Sylvia was wrong when she thought that it was her occasional lover the, Reverend Paul Wolf knocking on her front door because when she opened it a complete stranger, smartly dressed in a suit with a shirt and tie, andhe had a nervous smile hovering on his face.
“Yes?” she asked, wondering if she should call him sir and deciding not to.
“I’m sorry to disturb you, ma’am, but a young woman told me that you knew a gentleman called Dorian. Dorian Hemsworth, to name him in full.”
“Er, maybe. Oh. Come in, won’t you… I don’t like the door being open…”
“That’s kind of you. Very kind, to a stranger like me.”
“You were asking about Dorian? First lf all, if you don’t mind, who are you?”
“You are quite right to ask and I should have introduced myself. My name is Mike Copperly and I’m an agent for men (and women) who write books, a sort of link with any publishers who might end up producing their books.”
“Ah, that explains you, then. Mr Hemsworth is our famous local book writer. Not that I’ve read any of his books, but then I only read romantic books when I read any at all.”
“That’s understandable. My wife enjoys a good romance. They sometimes seem to give her ideas!”
“And you’re concerned with Mr Hemsworth?”
“Did you know him?”
She had led him into a back room as they talked, a sort of kitchen come dining space, and sat him down. Then she turned to him.
“I’ll put the kettle on it you want. “
“No, it’s quite all right.
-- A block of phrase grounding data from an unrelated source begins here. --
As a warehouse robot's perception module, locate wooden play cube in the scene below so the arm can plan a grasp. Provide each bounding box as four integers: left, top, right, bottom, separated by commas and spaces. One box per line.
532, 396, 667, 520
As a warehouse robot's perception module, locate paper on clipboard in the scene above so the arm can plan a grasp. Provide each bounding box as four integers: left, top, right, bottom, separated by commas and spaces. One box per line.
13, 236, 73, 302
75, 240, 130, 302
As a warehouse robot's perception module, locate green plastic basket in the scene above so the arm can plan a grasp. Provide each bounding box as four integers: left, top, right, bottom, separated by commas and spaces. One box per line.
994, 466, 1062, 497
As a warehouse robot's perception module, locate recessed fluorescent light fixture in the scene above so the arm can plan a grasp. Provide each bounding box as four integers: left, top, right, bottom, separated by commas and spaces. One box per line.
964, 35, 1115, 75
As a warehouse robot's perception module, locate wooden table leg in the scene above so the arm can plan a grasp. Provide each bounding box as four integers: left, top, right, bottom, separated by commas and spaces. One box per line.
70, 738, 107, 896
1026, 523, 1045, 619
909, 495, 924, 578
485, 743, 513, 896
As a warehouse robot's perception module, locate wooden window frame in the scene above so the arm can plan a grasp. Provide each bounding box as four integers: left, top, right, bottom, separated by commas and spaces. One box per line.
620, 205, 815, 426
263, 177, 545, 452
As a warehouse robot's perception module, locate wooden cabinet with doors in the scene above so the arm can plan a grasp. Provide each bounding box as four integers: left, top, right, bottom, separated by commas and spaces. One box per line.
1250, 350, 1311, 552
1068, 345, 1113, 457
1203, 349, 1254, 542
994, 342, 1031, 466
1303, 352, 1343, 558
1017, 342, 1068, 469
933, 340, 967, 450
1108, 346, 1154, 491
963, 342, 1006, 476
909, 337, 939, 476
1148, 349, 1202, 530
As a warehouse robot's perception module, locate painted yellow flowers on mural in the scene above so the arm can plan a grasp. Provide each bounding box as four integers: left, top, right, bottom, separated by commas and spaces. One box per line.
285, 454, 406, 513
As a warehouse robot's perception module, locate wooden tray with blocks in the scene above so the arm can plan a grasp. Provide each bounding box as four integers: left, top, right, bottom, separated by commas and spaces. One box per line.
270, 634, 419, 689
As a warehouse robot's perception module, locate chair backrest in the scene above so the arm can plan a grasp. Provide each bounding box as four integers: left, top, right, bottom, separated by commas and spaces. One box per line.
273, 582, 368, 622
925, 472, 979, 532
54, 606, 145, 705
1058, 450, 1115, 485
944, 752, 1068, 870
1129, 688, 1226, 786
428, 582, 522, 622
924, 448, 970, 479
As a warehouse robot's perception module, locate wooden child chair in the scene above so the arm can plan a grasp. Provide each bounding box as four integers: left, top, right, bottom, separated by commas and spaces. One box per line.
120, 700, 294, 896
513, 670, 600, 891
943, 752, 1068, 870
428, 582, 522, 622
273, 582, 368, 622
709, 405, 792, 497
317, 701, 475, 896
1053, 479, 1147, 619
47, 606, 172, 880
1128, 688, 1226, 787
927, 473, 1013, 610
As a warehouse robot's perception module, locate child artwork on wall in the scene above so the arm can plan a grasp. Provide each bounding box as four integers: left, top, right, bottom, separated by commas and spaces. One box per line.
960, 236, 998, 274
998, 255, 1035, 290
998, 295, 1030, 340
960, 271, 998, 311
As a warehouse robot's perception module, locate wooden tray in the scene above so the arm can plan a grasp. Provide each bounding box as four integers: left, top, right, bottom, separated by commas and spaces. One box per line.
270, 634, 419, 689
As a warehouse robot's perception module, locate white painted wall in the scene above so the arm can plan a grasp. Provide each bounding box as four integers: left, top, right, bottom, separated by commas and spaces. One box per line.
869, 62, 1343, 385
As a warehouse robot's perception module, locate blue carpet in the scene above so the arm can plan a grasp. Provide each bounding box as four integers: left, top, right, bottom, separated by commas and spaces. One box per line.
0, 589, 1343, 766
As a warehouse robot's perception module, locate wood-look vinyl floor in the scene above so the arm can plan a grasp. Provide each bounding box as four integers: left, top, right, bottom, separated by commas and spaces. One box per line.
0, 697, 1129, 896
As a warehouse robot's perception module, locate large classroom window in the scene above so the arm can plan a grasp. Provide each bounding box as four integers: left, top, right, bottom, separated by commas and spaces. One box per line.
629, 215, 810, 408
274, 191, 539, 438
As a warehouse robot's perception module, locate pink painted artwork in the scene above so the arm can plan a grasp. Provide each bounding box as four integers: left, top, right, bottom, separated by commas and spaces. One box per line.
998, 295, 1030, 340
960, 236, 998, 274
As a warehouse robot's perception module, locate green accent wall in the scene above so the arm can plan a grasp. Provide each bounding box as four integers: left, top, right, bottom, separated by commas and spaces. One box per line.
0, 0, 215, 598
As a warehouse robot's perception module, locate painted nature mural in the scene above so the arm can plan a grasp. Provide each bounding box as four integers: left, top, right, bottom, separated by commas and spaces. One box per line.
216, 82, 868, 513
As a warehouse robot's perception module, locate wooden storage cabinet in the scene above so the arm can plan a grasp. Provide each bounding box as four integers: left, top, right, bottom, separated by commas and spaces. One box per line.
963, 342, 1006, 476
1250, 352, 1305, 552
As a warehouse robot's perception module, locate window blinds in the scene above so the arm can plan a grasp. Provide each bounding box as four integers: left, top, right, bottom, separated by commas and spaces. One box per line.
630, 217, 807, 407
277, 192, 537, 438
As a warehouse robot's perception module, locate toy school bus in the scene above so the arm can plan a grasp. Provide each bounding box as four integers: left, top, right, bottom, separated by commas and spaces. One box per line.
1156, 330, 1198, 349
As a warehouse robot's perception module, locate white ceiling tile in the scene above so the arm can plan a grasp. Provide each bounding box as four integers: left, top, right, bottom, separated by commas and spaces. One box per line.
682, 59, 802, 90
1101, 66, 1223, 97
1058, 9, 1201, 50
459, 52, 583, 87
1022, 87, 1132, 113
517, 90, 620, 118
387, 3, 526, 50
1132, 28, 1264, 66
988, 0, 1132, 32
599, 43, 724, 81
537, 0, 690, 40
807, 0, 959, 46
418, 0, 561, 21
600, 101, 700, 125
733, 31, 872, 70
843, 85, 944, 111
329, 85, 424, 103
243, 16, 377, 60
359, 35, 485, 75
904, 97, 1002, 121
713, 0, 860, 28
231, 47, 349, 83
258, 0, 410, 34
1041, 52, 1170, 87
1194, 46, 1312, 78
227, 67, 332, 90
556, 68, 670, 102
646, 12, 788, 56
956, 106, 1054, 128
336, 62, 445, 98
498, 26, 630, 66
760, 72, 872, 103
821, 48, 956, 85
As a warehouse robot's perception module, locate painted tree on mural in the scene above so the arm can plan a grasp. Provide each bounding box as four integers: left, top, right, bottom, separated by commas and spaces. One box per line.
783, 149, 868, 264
I’ve only got a few moments.”
“So I only met Mr Hemsworth a couple of times, when he found out about my gentleman friend.”
“And he was interested in what you told him?”
“He seemed to be. But you said knew and did as if I don’t know him any longer,” she replied, “but yes, he made some enquiries about him of me. For a book he was writing, he said, a book about church men and did I know Paul Wolf with a collar, and I told him of course I know Paul he’s a visitor I sometimes welcome because I’m a widow woman and widows like me can’t give up life because they’ve been widowed by a husband thoughtless enough to die first! But you are, asking personal questions about a woman’s sex life?”
He was taken aback by the directness with which she asked that last question and stammered a heartfelt apology.
“Don’t rub it in!” she protested, “just say what you want.”
“Well,” he began, “I guess you won’t know Dorian Hemsworth now unless you spend your time in the company of corpses.”
She was silent for a long moment after that. Then, as if something had clicked inside her head, she stammered…
“You ...y-you mean he’s d-dead?
He clearly wasn’t heartless because he saw something human in the way she asked that question, and it moved him.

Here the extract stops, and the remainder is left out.